Per i buoni sentimenti rivolgetevi altrove.

…anche Bologna dormiva silenziosa, avvolta in una foschia umida che la faceva sembrare una fotografia sgranata. In alto i lampioni, file di perle, spiccavano nel buio e in Piazza dei Martiri le foglie gocciolavano come alambicchi.
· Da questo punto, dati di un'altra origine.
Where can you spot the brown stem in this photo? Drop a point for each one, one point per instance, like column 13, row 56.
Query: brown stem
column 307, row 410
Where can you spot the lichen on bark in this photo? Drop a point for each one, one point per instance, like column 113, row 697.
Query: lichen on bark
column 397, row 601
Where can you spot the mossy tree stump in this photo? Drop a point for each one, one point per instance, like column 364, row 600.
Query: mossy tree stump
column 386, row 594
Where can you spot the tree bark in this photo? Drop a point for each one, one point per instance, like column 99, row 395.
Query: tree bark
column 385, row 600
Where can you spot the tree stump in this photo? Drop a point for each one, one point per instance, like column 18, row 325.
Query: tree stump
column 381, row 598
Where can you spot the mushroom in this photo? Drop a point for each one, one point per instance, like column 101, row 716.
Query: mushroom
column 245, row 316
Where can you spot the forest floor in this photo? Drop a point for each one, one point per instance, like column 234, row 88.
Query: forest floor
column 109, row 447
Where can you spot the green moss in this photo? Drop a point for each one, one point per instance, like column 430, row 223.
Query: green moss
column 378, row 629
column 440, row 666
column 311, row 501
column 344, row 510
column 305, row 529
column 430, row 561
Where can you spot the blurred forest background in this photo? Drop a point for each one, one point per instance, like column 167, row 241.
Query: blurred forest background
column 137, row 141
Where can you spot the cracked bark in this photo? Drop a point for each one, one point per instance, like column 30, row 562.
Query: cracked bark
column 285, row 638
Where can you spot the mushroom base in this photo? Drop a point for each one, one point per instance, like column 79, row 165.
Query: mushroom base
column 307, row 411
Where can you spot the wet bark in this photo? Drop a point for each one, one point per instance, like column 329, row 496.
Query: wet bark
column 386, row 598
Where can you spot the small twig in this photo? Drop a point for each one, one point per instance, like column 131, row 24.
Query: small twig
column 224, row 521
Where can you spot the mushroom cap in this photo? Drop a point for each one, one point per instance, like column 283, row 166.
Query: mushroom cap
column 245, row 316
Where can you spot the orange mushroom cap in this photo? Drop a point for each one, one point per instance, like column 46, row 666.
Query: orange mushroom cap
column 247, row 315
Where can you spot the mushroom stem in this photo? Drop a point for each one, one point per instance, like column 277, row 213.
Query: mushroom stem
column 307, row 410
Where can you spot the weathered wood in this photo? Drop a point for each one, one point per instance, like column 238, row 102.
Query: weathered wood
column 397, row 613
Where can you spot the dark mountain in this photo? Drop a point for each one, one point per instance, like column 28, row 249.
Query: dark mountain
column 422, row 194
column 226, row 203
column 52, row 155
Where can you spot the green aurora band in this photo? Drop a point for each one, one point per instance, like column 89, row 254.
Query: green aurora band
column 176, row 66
Si incamminarono per una via dei Mille deserta di persone ma affollata di banche, ognuna delle quali prometteva, come un Cavallo di Troia: il mutuo giusto per te! Cartelloni patinati mostravano famiglie raggianti. Di debiti. Fateci entrare in casa vostra: bussava il cavallo.

Brutto segno.

I muri dei palazzi erano stati letteralmente tappezzati di cartelli neri dalle scritte rosso sangue: “Dimenticatevi la pietà”. E sotto: “Per i buoni sentimenti: rivolgetevi altrove”.

 

Carboni Roberto, taxista bolognese al suo secondo romanzo, non si accontenta di raccontare una storia dal ritmo serrato, ma con la sua prosa visiva – morbida e graffiante insieme – investe il lettore trasportandolo in un mondo turbolento. Sconcerta per i continui guizzi di fantasia e cambi di ritmo che non consentono abitudini. Dipinge scenari urbani reali, personaggi che escono dalla pagina rivendicando ferocemente il loro posto abusivo nel giardino dell’Eden, e una storia imprevedibile fino alla fine: a prova di scommessa.